L'enjeu : une seule équipe survivra à Kansas City
C'est la loi implacable de la phase finale : samedi 4 juillet à 03h30 (heure de Paris), l'Arrowhead Stadium de Kansas City accueillera un choc sans filet entre la Colombie et le Ghana. Le vainqueur file en huitièmes de finale, le perdant rentre à la maison. En cas d'égalité à l'issue du temps réglementaire, place aux prolongations, et si nécessaire aux tirs au but. Pas de place pour l'erreur, pas de droit à l'approximation. Ce sont les règles brutes de la Coupe du Monde 2026.

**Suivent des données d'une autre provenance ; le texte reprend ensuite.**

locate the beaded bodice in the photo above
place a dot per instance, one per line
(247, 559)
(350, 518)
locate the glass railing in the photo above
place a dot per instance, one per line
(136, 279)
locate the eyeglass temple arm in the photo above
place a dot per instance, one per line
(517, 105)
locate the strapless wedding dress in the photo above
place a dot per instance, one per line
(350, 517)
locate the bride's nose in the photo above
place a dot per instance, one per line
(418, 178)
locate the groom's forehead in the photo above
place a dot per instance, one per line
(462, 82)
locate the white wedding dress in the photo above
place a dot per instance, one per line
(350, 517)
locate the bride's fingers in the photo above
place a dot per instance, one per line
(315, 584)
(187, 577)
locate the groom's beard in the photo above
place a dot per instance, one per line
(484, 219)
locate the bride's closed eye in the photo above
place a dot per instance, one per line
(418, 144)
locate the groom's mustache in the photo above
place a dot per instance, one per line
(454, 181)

La Colombie, une équipe solide mais perfectible
Les Cafeteros arrivent dans cette phase à élimination directe avec l'une des meilleures dynamiques du tournoi. Sous la houlette de Néstor Gabriel Lorenzo, la Colombie a terminé sa phase de groupes sans la moindre défaite : deux victoires convaincantes, d'abord face à l'Ouzbékistan (3-1), puis face à la RD Congo (1-0), avant un nul 0-0 contre le Portugal lors de la dernière journée. Ce parcours sans accroc confirme la solidité collective d'un groupe qui puise sa force dans l'intensité de son pressing et la qualité de ses transitions.

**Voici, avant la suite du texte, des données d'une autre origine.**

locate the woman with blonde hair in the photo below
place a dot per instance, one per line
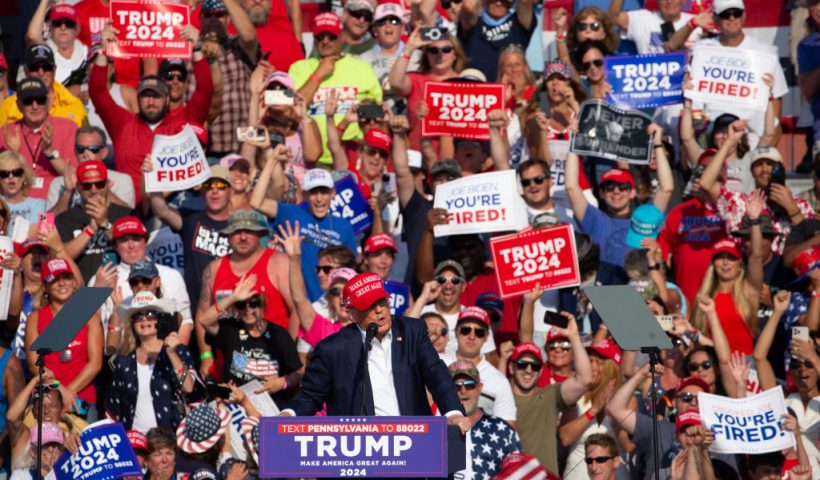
(735, 290)
(16, 179)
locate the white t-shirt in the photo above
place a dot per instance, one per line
(645, 30)
(496, 396)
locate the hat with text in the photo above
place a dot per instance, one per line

Avant le Mondial, les préparatifs avaient également été encourageants, avec deux succès en matchs amicaux contre la Jordanie et le Costa Rica. La Colombie aborde donc ce rendez-vous en confiance, portée par une unité défensive rassurante et un milieu de terrain dense, dans lequel Richard Ríos, James Rodríguez et Jefferson Lerma forment un triangle expérimenté et complémentaire.
Le joueur à suivre : Luis Díaz, l'étincelle colombienne
Si un homme est capable de faire basculer ce match en faveur de la Colombie, c'est bien Luis Díaz. L'ailier du Bayern Munich, à 29 ans au sommet de son art, incarne à lui seul le danger offensif des Cafeteros. Sa vitesse, son sens du dribble et sa capacité à prendre de vitesse n'importe quelle défense en font l'arme numéro un de Lorenzo. Dans un match à élimination directe, où les espaces se resserrent et où un éclair de génie peut tout décider, Díaz est le profil qui peut être décisif. La défense ghanéenne devra l'avoir constamment dans son viseur.
Derrière lui, James Rodríguez, à 34 ans, reste le métronome créatif de cette génération colombienne. Sa lecture du jeu, sa précision sur coup de pied arrêté et son sens de la passe décisive peuvent peser lourd dans les moments où le match se tend.
Le Ghana : un rescapé déterminé
Les Black Stars ont vécu une phase de groupes en dents de scie. Placés dans le groupe L aux côtés de l'Angleterre, de la Croatie et du Panama, les Ghanéens ont décroché leur qualification de justesse. Une victoire initiale convaincante contre Panama (1-0), puis un nul précieux face à l'Angleterre (0-0), avant une défaite concédée contre la Croatie (1-2) lors de la dernière journée. Ils ont néanmoins accroché leur billet pour les seizièmes, ce qui témoigne d'une solidité certaine, notamment défensive.
Carlos Queiróz, le sélectionneur portugais aux commandes des Black Stars, est un fin tacticien, rompu aux grands tournois. Son équipe sait souffrir, s'organiser et repartir en contre. Avant le tournoi, le Ghana avait certes concédé des défaites en préparation, notamment face au Mexique (0-2), mais un nul face au Pays de Galles (1-1) témoigne d'une équipe capable de rivaliser avec des adversaires de niveau similaire.
Le duel clé : Thomas Partey contre le milieu colombien
Au cœur de cette rencontre, l'affrontement entre les entrejeux des deux équipes sera déterminant. Thomas Partey, le capitaine ghanéen de Villarreal, est l'homme fort du milieu des Black Stars. Son endurance, sa robustesse et sa capacité à récupérer les ballons font de lui la première ligne de résistance face aux percées colombiennes. À 32 ans, Partey connaît ce type d'échéances sur le bout des doigts. Face à lui, le trio colombien Ríos-Lerma-Rodríguez devra trouver les espaces pour permettre à Díaz et aux ailiers de s'exprimer.